Mamoplastias: a cirurgia plástica preferida das brasileiras

Imagem ilustrativa da internet



Aumentar, reduzir e levantar são os três objetivos que levam milhares de pacientes a recorrerem a cirurgia plástica estética de mama. A procura é tanta que de acordo com dados da Sociedade Brasileira de Cirurgia Plástica as cirurgias de mama representam quase 40% do total de cirurgias plásticas realizadas no Brasil no ano passado.

Dentro do leque de procedimentos estéticos, são três tipos de mamoplastia realizadas atualmente: de aumento, que envolve o implante da prótese de silicone, de redução, em casos de peitos muito volumosos e a mastopexia, que levanta o peito por meio da remoção do excesso de pele.  O mais popular e que foi a cirurgia plástica mais realizada no país em 2016, segundo a Sociedade Brasileira de Cirurgia Plástica, foi a mamoplastia de aumento com mais de 250 mil procedimentos.

Mesmo com a popularidade em alta, o cirurgião plástico Ariosto Santos explica que há muitos quesitos a serem esclarecidos antes de se submeter à cirurgia. “O primeiro passo é procurar o cirurgião plástico para avaliar o biótipo da paciente e a qualidade da pele na região. Às vezes, a paciente chega ao consultório com uma ideia, de colocar silicone, por exemplo, mas pode ser que a mastopexia seja o mais indicado para ela. O médico ajuda a alinhar as expectativas aos possíveis resultados”, destaca.
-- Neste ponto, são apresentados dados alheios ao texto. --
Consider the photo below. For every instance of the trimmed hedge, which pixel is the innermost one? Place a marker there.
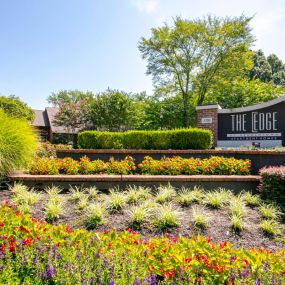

Para cada tipo de cirurgia, há técnicas e procedimentos específicos que devem ser levados em conta. Ariosto Santos explica alguns deles:

Idade: quando realizar a cirurgia?
Na maioria dos casos, é indicado que a mamoplastia seja realizada a partir dos 18 anos, pois é quando a mama já se encontra completamente desenvolvida, evitando alterações no resultado. 

Qual o tipo de mamoplastia?
A mamoplastia de aumento é a mais comum, sendo procurada por mulheres que desejam ter seios maiores e mais rígidos e optam pelo implante da prótese de silicone. Ela, no entanto, não corrige a flacidez, por isso é associada muitas das vezes à mastopexia, que é feita para dar forma à mama quando está muito caída e flácida, o que costuma ocorrer após amamentação ou devido a oscilações de peso.
Outro tipo de mamoplastica é a redutora, realizada quando o seio tem é muito grande e desproporcional ao do corpo, o que pode causar dor nas costas. É removido o excesso de gordura e pele para diminuir a mama e deixa-la em um tamanho proporcional. Também é comum que o procedimento seja associado ao implante de silicone ou à mastopexia.

Qual tipo de prótese escolher?
Há vários tipos de próteses, que variam em formato e tamanho, para atender as necessidades de cada paciente. Ainda no consultório, o cirurgião plástico apresenta para a paciente os modelos que podem ser utilizados e os possíveis efeitos estéticos de cada tipo após a cirurgia. Antes de escolher, é preciso levar em conta as expectativas e as recomendações médicas para adequar o desejo da paciente às possibilidades técnicas existentes e ao conjunto estético corporal.

Silicone por cima ou por baixo?
De modo geral, quem tem um seio muito pequeno e menos tecido para cobrir o implante, pode ser mais indicado a utilização da técnica submuscular, quando o silicone é colocado por baixo do músculo. Já as mulheres que contam com uma espessura de pele maior, há mais possibilidade de escolha. 

A mamoplastia afeta a amamentação?
O implante de silicone mamário não atrapalha a amamentação. Quando colocada corretamente, a prótese não afetará a glândula mamária. No caso de mamoplastias de redução, por outro lado, haverá uma diminuição glandular, comum nesse tipo de cirurgia, que pode causar redução do volume lácteo.